Similar to cholesterol, sphingomyelins (SMs) are major components of lipids rafts, contributing to their structure and function [47]. Septic shock patients exhibited extensive alterations in the platelet sphingolipidome, characterized by a reduction in the majority of the detected SM species (SM 18:1;O2/18:0, SM 18:1;O2/20:0, SM, 18:1;O2/22:0, SM 18:1;O2/24:0, SM 18:2;O2/14:0, SM 18:2;O2/16:0, SM 19:1;O2/22:0, SM 19:1;O2/24:0, SM 19:1;O2/24:1, SM 42:0;O2, SM 44:2;O2).
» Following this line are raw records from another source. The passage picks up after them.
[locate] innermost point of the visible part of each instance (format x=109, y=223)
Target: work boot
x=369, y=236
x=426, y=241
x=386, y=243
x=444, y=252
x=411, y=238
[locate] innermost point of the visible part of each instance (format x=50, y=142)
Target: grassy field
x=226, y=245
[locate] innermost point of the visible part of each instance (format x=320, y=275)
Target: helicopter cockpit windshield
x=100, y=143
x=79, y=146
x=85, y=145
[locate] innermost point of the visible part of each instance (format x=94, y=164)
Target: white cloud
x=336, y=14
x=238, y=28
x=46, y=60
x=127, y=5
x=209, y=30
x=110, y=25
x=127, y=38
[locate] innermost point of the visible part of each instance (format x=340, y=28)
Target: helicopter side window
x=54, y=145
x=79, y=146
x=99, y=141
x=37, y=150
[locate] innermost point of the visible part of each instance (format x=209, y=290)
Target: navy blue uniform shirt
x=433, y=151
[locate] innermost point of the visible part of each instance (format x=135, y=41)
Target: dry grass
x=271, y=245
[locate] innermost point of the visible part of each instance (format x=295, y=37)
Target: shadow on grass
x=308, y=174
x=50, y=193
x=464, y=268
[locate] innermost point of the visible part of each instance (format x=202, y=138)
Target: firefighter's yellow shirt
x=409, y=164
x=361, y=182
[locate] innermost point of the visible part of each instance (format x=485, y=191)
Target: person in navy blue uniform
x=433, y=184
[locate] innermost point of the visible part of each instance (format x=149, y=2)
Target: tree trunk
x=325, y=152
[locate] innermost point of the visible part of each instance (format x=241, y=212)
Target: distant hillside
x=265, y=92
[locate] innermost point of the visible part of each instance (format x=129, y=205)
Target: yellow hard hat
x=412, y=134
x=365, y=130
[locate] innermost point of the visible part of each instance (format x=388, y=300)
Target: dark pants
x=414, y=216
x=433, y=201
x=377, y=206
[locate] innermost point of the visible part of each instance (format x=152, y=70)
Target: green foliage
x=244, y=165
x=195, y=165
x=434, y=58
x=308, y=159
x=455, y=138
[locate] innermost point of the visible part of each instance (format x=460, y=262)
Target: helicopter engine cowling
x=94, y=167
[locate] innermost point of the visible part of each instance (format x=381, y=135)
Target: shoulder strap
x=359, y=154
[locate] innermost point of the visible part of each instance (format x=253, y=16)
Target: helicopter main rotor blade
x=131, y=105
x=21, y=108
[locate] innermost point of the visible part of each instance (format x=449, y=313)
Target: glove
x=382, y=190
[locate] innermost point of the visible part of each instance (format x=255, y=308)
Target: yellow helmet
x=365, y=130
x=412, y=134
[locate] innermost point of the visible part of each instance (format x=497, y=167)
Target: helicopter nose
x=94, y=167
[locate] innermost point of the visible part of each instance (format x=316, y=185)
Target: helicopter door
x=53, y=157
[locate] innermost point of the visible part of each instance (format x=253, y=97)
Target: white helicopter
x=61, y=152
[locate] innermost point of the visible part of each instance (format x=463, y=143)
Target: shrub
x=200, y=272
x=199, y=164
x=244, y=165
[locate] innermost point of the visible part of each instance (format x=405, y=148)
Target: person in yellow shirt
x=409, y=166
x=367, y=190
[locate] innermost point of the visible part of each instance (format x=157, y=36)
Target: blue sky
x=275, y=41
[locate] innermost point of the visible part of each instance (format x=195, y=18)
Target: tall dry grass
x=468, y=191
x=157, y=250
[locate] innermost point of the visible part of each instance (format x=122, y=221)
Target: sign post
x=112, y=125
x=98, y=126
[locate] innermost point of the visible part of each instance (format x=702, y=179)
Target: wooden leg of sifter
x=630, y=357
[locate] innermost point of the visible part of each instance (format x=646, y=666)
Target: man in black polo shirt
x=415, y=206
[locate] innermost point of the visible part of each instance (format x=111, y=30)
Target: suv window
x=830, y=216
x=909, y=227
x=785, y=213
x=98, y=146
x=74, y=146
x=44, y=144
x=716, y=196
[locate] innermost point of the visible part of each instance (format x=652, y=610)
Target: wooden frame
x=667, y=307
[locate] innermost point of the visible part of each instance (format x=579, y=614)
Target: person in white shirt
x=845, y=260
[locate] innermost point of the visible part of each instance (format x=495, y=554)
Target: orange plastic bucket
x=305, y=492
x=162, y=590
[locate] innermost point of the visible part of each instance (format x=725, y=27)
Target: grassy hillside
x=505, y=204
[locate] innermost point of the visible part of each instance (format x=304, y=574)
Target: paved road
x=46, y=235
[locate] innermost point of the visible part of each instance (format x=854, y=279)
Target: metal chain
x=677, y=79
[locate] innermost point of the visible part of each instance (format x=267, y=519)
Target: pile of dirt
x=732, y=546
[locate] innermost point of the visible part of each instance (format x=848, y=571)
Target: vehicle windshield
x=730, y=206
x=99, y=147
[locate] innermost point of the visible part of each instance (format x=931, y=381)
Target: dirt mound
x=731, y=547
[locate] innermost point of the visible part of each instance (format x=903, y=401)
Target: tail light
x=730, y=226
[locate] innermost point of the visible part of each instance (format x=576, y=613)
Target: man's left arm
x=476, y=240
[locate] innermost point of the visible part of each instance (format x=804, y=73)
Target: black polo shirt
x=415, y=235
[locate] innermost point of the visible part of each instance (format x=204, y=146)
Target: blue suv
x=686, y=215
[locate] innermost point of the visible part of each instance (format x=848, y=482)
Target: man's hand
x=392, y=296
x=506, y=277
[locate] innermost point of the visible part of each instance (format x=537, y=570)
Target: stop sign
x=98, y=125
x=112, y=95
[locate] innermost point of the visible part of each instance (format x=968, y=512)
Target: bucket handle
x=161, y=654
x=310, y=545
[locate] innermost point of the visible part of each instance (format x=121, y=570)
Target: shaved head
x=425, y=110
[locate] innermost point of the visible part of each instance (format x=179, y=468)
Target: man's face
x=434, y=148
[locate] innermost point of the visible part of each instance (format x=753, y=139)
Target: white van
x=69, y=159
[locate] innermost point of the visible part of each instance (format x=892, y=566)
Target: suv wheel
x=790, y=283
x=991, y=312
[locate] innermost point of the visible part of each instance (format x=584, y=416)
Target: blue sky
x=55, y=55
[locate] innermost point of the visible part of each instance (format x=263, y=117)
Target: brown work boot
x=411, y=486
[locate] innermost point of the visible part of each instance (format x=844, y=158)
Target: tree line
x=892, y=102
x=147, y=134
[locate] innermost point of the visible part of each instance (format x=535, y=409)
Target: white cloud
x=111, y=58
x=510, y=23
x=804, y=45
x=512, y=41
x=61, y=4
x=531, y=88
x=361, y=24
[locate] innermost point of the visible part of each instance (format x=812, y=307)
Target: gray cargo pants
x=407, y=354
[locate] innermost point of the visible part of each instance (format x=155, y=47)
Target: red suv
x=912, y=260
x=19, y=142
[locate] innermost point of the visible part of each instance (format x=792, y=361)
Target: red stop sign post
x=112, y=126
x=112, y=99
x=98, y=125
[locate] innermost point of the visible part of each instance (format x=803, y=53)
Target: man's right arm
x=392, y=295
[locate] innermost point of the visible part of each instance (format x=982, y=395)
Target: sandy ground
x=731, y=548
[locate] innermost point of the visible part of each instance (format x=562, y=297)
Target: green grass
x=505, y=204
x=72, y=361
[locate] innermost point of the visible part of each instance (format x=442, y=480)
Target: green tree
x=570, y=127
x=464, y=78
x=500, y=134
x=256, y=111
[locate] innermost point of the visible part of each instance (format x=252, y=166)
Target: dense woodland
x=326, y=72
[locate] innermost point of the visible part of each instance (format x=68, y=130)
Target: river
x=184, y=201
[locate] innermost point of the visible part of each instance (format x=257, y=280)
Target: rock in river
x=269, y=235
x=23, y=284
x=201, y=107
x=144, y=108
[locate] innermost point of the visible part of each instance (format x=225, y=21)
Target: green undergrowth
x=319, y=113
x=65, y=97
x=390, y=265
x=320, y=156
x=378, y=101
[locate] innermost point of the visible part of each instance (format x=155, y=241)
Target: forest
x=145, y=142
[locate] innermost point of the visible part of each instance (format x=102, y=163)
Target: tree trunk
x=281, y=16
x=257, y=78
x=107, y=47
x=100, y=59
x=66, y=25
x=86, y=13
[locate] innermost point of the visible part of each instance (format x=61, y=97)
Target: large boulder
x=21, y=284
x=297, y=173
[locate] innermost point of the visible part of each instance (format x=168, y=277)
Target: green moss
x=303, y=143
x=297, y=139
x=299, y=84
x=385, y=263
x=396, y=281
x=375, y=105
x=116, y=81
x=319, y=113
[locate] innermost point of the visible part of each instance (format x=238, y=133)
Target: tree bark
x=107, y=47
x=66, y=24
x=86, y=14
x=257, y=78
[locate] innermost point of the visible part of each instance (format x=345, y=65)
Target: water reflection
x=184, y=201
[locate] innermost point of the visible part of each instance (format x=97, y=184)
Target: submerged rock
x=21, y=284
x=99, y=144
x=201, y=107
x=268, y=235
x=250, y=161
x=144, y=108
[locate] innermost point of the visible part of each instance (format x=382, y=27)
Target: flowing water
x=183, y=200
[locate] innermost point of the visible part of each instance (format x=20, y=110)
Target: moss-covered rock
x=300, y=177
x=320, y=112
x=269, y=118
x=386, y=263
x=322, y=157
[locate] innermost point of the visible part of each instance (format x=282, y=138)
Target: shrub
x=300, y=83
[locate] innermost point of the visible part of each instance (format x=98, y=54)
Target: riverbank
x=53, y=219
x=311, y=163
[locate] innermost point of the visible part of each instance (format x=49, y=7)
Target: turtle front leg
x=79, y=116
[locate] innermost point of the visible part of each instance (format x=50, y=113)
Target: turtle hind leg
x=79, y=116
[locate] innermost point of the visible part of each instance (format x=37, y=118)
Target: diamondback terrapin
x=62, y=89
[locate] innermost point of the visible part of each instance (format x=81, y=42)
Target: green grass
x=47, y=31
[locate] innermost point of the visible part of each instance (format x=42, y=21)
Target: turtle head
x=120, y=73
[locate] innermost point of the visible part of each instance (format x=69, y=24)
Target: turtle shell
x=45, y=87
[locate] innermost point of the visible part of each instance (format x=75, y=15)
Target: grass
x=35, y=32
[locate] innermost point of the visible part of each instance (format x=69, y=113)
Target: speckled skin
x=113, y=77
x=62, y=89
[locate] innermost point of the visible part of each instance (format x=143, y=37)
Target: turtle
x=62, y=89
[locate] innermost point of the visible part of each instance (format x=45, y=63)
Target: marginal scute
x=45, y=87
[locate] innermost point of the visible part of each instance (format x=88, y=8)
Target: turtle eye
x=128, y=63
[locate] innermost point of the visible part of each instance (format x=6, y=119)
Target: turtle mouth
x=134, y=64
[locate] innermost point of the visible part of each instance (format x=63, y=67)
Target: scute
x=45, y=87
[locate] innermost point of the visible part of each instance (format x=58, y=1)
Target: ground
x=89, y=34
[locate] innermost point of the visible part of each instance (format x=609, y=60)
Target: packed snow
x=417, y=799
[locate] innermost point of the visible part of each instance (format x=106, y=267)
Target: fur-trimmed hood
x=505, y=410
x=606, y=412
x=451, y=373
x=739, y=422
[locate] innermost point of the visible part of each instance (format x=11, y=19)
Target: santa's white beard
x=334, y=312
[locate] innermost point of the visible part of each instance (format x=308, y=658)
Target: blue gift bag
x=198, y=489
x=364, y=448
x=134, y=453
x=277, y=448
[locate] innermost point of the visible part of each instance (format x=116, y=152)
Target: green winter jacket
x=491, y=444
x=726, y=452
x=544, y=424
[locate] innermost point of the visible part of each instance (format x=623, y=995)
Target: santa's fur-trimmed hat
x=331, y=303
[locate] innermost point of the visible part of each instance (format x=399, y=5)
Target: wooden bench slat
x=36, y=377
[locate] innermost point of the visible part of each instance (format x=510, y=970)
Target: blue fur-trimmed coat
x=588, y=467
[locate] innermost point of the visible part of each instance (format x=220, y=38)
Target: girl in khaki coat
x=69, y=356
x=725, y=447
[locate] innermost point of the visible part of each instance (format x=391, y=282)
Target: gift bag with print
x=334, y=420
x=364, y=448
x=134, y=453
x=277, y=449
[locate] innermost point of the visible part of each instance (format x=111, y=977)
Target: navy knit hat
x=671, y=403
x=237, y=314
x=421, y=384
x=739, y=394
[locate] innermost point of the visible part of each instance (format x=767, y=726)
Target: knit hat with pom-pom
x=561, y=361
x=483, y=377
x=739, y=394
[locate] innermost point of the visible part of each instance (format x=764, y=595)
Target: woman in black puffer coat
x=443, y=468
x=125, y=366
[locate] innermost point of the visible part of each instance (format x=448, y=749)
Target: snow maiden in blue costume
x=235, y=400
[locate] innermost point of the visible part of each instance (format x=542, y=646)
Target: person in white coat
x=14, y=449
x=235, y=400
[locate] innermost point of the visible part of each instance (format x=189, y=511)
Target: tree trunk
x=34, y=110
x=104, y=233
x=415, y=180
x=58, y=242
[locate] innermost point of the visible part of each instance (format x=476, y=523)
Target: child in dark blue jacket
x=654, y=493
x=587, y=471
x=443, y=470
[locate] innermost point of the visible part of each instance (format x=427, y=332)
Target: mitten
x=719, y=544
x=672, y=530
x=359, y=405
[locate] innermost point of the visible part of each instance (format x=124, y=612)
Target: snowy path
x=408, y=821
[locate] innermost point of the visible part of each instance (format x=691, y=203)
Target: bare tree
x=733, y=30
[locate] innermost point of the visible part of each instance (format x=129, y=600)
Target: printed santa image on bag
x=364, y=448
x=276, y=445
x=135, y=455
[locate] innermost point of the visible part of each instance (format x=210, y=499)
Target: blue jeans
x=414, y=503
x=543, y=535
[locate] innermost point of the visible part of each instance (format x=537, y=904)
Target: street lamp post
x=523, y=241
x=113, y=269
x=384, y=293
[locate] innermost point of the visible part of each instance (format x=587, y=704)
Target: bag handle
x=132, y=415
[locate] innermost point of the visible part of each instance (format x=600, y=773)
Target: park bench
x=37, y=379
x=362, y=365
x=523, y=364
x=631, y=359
SMs can be hydrolyzed by sphingomyelinase, which removes a phosphocholine group to generate Ceramide (Cer), a process essential for platelet membrane integrity, as platelets lack de novo ceramide synthesis [11,48]. In line with this SM depletion, a simultaneous increase in most detected ceramide species (Cer 18:1;O2/18:0, Cer 18:1;O2/23:1, Cer 18:1;O2/24:1, Cer 18:1;O/24:1, and Cer 18:0;O/22:0) was observed in septic shock platelets.

PLs serve as the primary building blocks of the plasma membrane and function as precursors for bioactive molecules [47]. Their hydrolysis by phospholipase A2 (PLA2) produces a free fatty acid and a lysophospholipid, such as LPC from PC hydrolysis [23]. LPC levels were markedly reduced in septic shock platelets, with LPC 18:0 showing the most significant decrease.

Ether lipids (PCO, PCP, LPCO, PEO, and PEP) are peroxisome-derived PLs in which the sn-1 hydrocarbon chain is linked via an ether bond rather than the more common ester bond found in diacyl PL. They exist in 2 forms: plasmanyl lipids (with an alkyl residue) and plasmalogens (also called plasmenyl lipids, with an alkenyl residue). Ether bonds influence membrane dynamics, promoting membrane fusion and stabilizing lipid raft microdomains [49]. Interestingly, septic shock platelets showed a marked decrease in PCO, LPCO, PEO, and PEP species, whereas ester-linked PL (diacyl PL) did not exhibit a classwide reduction.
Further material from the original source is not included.